Serum levels of autoantibodies to mouse PG of IgG1 and IgG2a isotypes were measured using enzyme-linked immunosorbent assay (ELISA) as described previously.^16,23,56 Serum cytokines IFN-γ , IL-1β, IL-4, IL-6, IL-17 and TNF-α were determined using capture ELISA kits purchased from BD Bioscience (San Diego, CA, USA) or R&D Systems (Minneapolis, MN, USA) as described.^16,23,56 Antigen (PG)-specific lymphocyte responses were measured in spleen cell cultures in the presence or absence of 50 μg ml ⁻¹ PG antigen. PG-specific T-cell proliferation was assessed on day 5 by the incorporation of [³H]-thymidine and was expressed as the stimulation index, which is a ratio of incorporated [³H]-thymidine in PG-stimulated compared with non-stimulated cultures.⁵⁶ IL-2 production was measured in the supernatants of the same spleen cell cultures on day 3 by CTLL-2 assay, as previously described.^19,23,56 The in vitro production of IFN-γ , IL-2, IL-4, IL-6, IL-17 and TNF-α in PG-stimulated and non-stimulated spleen cell cultures was measured on day 4 using capture ELISA.

Mapping of genetic loci controlling clinical and immunologic phenotypes of arthritis

We employed three independent approaches to localize smaller chromosome intervals within the originally identified large Pgia26 locus on chr3 and Pgia23/Pgia12 loci on chr19. First, we examined the strain distribution pattern and performed an association with clinical traits to narrow the chromosomal regions.^36,37 This approach is based on a pairwise comparison of the onset score, incidence and severity of arthritis for each subcongenic and original congenic strain, relative to WT BALB/c mice, to find an association between the strains’ phenotypes and genotypes (Tables 1 and 2).

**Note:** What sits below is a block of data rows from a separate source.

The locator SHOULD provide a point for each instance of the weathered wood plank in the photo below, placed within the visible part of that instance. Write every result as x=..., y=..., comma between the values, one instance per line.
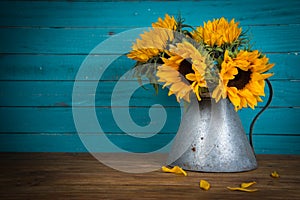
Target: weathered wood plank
x=83, y=40
x=80, y=176
x=59, y=94
x=70, y=142
x=53, y=120
x=136, y=13
x=65, y=67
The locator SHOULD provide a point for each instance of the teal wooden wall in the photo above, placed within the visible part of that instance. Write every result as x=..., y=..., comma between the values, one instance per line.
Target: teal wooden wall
x=43, y=43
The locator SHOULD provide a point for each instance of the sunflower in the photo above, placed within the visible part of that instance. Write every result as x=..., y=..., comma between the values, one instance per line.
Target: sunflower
x=183, y=71
x=218, y=32
x=168, y=23
x=154, y=42
x=242, y=79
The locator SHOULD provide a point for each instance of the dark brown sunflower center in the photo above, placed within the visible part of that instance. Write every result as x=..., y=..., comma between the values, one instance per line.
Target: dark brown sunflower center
x=241, y=79
x=185, y=67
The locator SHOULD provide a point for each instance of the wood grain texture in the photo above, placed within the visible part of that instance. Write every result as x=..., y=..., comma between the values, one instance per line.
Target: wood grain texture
x=43, y=44
x=83, y=40
x=80, y=176
x=65, y=67
x=70, y=142
x=136, y=13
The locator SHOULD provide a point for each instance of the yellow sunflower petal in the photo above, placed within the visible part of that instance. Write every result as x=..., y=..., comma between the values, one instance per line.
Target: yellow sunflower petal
x=205, y=185
x=275, y=174
x=175, y=170
x=246, y=185
x=241, y=189
x=217, y=32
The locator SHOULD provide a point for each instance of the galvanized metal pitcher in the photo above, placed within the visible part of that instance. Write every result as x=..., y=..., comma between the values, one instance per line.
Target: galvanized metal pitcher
x=211, y=138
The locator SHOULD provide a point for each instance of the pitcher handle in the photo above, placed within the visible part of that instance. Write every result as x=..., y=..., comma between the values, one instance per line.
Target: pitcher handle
x=260, y=112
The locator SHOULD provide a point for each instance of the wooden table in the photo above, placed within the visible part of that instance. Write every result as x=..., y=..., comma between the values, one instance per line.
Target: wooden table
x=81, y=176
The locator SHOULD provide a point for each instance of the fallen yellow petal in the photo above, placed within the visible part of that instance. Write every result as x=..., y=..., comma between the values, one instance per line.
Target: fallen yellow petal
x=274, y=174
x=241, y=189
x=246, y=185
x=204, y=185
x=175, y=169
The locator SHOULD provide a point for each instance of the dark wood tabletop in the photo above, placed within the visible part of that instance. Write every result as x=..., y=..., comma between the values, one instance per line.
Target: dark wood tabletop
x=81, y=176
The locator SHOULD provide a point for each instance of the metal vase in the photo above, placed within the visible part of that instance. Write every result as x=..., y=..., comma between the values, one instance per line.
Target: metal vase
x=211, y=138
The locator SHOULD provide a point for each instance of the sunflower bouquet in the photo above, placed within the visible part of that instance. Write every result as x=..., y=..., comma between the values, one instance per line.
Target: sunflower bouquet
x=214, y=60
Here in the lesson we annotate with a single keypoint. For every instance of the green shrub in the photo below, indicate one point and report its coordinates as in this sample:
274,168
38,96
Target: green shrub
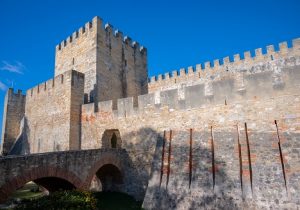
62,200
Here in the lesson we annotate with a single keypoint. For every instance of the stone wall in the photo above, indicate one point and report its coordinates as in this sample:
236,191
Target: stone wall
216,110
75,167
53,113
194,75
14,109
114,67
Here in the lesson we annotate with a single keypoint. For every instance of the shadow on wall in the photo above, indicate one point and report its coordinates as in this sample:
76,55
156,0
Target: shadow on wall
21,145
182,183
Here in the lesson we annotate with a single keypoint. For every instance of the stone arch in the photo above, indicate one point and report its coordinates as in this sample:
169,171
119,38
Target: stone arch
111,138
39,174
108,164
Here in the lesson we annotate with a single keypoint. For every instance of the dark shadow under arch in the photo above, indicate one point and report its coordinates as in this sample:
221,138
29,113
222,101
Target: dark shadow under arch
41,175
111,177
111,138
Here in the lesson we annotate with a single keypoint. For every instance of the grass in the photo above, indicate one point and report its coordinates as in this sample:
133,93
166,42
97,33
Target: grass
105,200
30,190
116,201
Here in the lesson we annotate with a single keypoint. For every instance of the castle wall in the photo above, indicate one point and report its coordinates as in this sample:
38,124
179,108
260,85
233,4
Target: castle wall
237,63
53,113
14,109
114,67
78,52
216,110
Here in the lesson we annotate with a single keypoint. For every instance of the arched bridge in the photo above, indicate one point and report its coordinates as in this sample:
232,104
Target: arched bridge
68,170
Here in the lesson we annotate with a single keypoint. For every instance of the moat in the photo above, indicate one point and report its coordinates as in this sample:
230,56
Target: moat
32,196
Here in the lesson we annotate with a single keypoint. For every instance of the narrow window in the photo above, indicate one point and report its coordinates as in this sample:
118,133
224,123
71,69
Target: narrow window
113,141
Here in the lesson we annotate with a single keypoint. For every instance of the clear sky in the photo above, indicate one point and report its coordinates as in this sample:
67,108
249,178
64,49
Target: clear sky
176,33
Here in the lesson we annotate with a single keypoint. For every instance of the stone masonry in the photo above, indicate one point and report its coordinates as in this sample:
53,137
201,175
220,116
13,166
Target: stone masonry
218,136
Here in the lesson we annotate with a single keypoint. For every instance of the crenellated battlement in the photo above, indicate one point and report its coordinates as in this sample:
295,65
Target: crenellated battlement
72,78
237,63
13,92
91,28
270,79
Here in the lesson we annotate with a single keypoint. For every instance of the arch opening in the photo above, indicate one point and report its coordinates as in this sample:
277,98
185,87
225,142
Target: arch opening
111,138
113,141
107,179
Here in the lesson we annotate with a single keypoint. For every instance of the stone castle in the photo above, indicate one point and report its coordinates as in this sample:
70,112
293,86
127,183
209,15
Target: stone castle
220,135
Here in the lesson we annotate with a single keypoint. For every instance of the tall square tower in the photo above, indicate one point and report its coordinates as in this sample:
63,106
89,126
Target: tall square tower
114,66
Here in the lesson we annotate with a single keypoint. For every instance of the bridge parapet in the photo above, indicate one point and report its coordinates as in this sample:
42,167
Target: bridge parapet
76,167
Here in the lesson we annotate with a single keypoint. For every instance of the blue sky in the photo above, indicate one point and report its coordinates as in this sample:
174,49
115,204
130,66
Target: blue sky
176,33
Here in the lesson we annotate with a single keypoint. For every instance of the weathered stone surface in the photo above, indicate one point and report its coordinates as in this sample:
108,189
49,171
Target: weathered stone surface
242,151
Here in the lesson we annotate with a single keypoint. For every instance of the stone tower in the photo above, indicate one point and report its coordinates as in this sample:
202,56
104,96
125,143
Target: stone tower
114,66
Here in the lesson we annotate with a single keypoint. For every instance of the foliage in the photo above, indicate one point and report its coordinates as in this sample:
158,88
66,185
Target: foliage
62,200
116,201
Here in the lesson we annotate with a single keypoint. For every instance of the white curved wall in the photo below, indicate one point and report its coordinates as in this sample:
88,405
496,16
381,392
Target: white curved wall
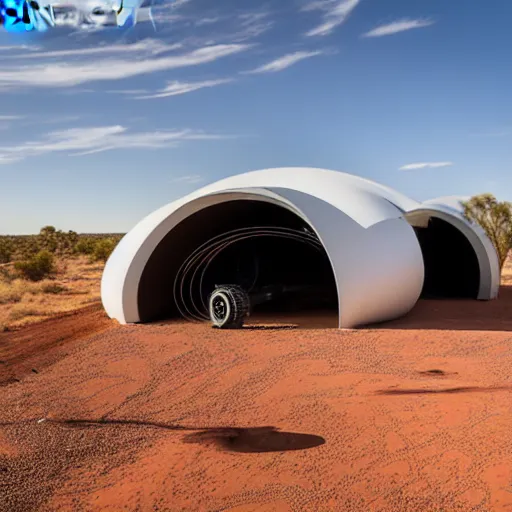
365,228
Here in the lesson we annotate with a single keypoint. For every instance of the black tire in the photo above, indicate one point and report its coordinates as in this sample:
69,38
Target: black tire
228,306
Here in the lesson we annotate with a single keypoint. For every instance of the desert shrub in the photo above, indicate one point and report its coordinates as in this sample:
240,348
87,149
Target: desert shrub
103,249
495,218
10,294
85,246
14,291
37,267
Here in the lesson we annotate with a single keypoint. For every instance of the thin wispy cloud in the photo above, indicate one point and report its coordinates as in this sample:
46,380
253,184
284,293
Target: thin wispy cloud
10,118
177,88
71,74
207,21
284,62
398,26
147,46
251,25
425,165
84,141
335,13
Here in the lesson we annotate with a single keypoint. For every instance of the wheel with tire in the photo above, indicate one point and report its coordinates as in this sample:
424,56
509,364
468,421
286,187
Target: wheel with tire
228,306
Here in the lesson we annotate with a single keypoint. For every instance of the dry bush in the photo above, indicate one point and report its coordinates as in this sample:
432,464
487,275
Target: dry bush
37,267
13,292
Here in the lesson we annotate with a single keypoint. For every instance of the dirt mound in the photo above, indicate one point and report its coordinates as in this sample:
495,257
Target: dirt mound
32,348
400,417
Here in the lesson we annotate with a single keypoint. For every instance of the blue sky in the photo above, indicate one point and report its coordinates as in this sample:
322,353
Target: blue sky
99,129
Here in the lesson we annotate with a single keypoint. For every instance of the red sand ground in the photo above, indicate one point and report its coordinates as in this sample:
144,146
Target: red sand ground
415,415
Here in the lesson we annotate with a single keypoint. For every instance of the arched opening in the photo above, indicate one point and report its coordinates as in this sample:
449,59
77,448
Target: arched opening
263,247
451,264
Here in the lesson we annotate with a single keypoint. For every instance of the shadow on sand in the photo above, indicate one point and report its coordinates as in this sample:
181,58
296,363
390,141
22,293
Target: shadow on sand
241,440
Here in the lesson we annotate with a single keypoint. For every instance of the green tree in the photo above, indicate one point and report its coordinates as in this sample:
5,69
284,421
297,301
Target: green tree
103,249
495,218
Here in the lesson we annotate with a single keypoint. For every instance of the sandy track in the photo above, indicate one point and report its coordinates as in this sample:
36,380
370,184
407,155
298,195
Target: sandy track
403,417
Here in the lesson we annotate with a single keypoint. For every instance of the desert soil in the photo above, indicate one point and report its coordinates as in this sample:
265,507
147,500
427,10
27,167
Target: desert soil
414,415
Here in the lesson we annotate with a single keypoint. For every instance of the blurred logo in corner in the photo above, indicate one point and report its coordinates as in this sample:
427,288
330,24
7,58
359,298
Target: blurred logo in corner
30,15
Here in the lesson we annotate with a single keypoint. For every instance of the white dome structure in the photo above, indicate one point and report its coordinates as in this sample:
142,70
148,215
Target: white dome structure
375,249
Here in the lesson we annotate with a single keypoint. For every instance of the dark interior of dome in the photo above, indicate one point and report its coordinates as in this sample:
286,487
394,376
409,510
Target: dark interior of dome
255,244
451,264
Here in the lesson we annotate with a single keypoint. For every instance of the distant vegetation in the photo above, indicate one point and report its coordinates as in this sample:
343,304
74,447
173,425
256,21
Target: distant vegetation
34,256
495,218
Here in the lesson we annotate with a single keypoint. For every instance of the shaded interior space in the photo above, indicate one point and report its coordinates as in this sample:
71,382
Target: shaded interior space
265,248
451,265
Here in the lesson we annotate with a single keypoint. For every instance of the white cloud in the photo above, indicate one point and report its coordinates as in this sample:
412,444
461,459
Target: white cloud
335,13
176,88
425,165
10,118
284,62
250,25
188,180
83,141
70,74
207,21
398,26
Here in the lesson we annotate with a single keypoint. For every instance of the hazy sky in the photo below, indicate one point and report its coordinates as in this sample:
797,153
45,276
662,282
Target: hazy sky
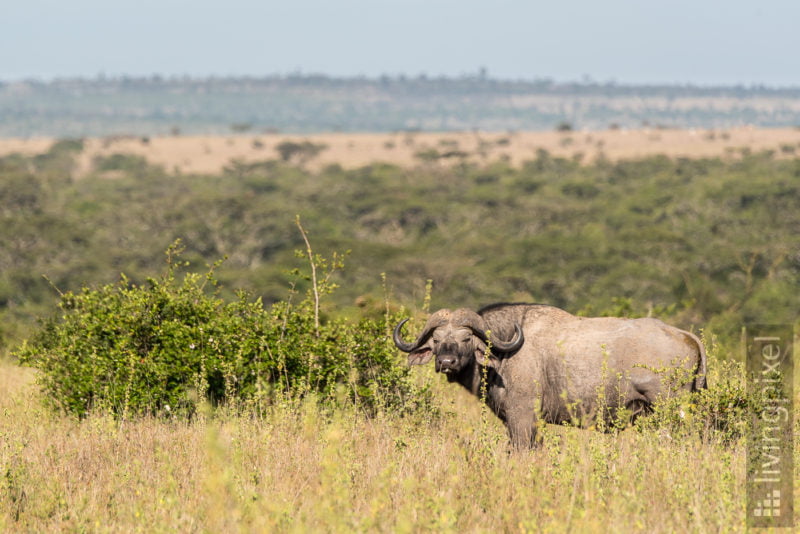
627,41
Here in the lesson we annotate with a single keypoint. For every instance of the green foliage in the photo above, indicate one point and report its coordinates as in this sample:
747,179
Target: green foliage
722,412
701,242
166,346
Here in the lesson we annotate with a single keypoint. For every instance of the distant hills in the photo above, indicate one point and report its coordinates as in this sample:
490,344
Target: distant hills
303,104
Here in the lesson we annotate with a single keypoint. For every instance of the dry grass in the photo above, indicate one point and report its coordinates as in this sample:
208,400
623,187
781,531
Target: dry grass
211,154
298,470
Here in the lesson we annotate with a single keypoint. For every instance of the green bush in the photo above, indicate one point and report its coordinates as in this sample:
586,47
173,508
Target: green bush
168,345
722,412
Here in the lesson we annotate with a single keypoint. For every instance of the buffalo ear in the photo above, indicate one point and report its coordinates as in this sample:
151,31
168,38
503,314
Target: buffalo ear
420,356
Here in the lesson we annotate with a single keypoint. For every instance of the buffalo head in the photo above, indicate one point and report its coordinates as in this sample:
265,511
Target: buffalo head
455,338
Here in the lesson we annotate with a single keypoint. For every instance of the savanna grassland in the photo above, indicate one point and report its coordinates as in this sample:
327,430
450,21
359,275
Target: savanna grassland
705,243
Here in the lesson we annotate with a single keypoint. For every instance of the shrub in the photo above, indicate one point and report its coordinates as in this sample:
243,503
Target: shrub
168,345
722,412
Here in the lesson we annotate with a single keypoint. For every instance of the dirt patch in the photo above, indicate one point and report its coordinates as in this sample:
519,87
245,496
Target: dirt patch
195,154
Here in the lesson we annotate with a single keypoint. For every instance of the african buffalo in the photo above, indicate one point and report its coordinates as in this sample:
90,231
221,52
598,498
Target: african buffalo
542,362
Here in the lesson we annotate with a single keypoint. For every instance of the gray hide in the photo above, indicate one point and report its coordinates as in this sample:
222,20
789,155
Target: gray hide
557,366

Second, we analyzed the data from the (BALB/c × DBA/2) F2 combined population of males and females (n = 230) (shown in Figures 3a and e, dotted black curves). The same F2 hybrid population has been analyzed previously using interval mapping and linkage analysis.²⁷ This time, we employed single marker regression analysis using QTX Map Manager.⁵⁸

The algorithm of the third approach (results presented in Figure 3) was a modification of a single marker regression in QTX,⁵⁸ when mice were not grouped by congenic strains. Instead, we assumed that all mice, including WT BALB/c, belonged to a single advanced-backcross-like population. For each genomic marker, each mouse was considered to be either BALB/c-homozygous or DBA/2-homozygous at the given marker position, and the difference between the two groups for each clinical and immunologic trait was estimated using the Mann– Whitney U-test for two independent variables. A similar approach was successfully used for fine mapping of diabetes loci in a set of murine congenic strains.⁵⁹ Statistical significance for the association studies was expressed as a negative logarithm of P-values.

Statistical analysis

Statistical analysis was performed using SPSS software (SPSS, Chicago, IL, USA). Since the incidence of disease demonstrated a non-parametric distribution, we used the Mann– Whitney U-test to examine differences between populations. Calculations of the difference between a group of immunized WT and a group of immunized congenic mice were performed for every day of scoring. The two-sample non-paired Student’s t-test was employed for a comparison of the means of two groups where the data (arthritis score, severity, cytokine concentrations and stimulation indices) showed normal distribution. Analysis of variance was used for multiple comparisons. Additional information of statistical methods is incorporated in the legends of Tables 1 and 2. The significance level was routinely set at P<0.05.